Office of Maryland Attorney General J. Joseph Curran, Jr.

November 1, 2001 Media Inquiries: Sean Caine 410-576-6357


Attorney General J. Joseph Curran, Jr. announced today that Shannon Lee Borum, 25, of 2325 Maytime Drive, Gambrills, has been sentenced for her role in the straw purchase of firearms in Anne Arundel County, as a result of his gun trafficking initiative, Operation Crime Gun. Borum pleaded guilty on August 9, 2000, to Conspiracy to Participate in a Straw Purchase and False Application to Purchase a Regulated Firearm.

Anne Arundel County Circuit Court Judge Nancy Davis-Loomis sentenced Borum on each count to 18 months incarceration, suspending all but 60 days, to be served in the form of house arrest. After the completion of the 60 days of house arrest, Borum will be under two years of supervised probation, with the special condition of having to obtain her GED. These convictions prohibit Borum from ever being able to apply for, or possess, firearms.

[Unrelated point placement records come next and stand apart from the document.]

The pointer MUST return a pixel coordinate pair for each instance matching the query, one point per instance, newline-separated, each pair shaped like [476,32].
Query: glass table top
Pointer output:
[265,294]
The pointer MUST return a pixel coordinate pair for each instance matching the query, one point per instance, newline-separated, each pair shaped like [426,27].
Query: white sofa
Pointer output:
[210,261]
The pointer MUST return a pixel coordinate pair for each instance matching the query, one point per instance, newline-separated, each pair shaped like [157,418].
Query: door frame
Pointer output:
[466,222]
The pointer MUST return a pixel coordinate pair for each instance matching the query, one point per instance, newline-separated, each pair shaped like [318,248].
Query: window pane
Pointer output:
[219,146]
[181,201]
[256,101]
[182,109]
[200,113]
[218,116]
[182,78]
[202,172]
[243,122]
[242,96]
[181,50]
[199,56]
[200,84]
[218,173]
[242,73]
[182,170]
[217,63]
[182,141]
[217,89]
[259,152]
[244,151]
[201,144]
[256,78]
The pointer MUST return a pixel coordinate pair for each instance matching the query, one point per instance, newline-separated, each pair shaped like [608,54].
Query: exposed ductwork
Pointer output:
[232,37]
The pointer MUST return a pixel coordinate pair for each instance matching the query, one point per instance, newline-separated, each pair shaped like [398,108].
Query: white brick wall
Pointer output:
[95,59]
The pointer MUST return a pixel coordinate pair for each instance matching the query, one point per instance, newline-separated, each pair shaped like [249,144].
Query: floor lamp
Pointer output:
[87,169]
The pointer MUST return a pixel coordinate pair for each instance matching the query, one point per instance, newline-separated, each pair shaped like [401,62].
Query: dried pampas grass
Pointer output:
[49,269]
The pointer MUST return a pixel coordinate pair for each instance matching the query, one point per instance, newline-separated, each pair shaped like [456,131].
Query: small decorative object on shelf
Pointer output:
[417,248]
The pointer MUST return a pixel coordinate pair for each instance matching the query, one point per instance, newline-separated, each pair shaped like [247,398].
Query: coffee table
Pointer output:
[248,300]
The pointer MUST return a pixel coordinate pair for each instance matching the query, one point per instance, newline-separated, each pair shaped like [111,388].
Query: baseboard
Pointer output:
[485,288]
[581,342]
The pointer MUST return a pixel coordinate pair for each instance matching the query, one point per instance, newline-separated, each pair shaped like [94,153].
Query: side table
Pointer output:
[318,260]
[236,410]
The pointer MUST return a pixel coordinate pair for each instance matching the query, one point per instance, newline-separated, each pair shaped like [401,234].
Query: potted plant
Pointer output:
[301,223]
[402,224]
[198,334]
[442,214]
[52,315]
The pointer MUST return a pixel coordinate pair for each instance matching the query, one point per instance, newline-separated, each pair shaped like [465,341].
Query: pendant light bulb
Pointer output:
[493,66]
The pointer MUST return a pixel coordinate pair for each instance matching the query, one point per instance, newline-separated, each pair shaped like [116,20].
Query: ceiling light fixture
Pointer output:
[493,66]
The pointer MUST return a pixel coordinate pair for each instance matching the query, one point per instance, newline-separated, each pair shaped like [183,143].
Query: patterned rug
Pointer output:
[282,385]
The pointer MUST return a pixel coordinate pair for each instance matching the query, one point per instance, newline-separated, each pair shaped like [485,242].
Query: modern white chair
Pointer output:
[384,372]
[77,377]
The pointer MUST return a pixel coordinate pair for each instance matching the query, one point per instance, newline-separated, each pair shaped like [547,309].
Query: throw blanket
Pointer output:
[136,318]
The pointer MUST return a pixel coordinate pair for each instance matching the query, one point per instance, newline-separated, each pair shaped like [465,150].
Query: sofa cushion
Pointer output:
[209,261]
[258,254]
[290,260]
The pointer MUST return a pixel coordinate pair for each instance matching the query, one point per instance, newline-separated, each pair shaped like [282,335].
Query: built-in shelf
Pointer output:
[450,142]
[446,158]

A straw purchase is where an individual uses another person, the straw purchaser, to complete the application to purchase a regulated firearm. A straw purchase is often employed by individuals who are prohibited from themselves possessing a firearm because of such disqualifying events like prior criminal convictions. The straw purchaser, who is not disqualified to possess a regulated firearm, then takes initial possession of that firearm, and subsequently transfers that firearm to the disqualified individual. Therefore, all of the laws designed to keep regulated firearms out of the possession of certain prohibited persons is entirely circumvented.

According to the facts presented to the court, on January 30, 2001, Borum and Eric Rondell Downey, 22, of 496 North Patuxent Road, Odenton, entered Arundel Firearms and Pawn Inc. and began looking at firearms. Borum ultimately submitted an application to purchase a 12 gauge shotgun. She was "not disapproved" and was allowed to take the shotgun that day. Borum also applied to purchase a 22 caliber semi-automatic pistol. That application was submitted to the Maryland State Police Firearms Registration Section as part of the seven day criminal background investigation. One of the questions asked of Borum on the application was whether she was engaged in a straw purchase, and she answered that she was not. On February 9, 2001, in that Borum was determined "not disqualified" from possessing the handgun, she was permitted to return to the firearms dealer and take possession of the firearm.

On Feburary 23, 2001, members of the Ceasefire Unit of the Maryland State Police conducted an investigation into the purchase of the firearms. They ultimately discovered that Borum had already given Downey both the shotgun and handgun. Upon questioning by the troopers, Borum stated that she was asked to buy the weapons by Downey, and was given the money to purchase the weapons by Downey. The troopers subsequently confronted Downey, and the handgun was retrieved from his vehicle, and the shotgun was recovered from under a futon bed in Downey’s residence. The shotgun was fully loaded, and easily accessible to young child living at the residence. The court was informed that Downey is disqualified from possessing a regulated firearm himself because of having been adjudicated delinquent for the offense of Distribution of Cocaine as a juvenile. A new law that took effect on October 1, 2001, makes such adjudications as a juvenile a disqualifying condition if the person is under the age of 30, which Downey was at the time he was found in possession of the handgun.

This case was investigated by the Cease Fire Unit of the Maryland State Police and will be prosecuted by the Office of the Attorney General, Special Crimes Unit, Criminal Investigations Division, in connection with a partnership the two agencies have formed to further efforts to combat handgun violations. Funding for Operation Crime Gun comes from a grant received from the Governor’s Office on Crime Control and Prevention.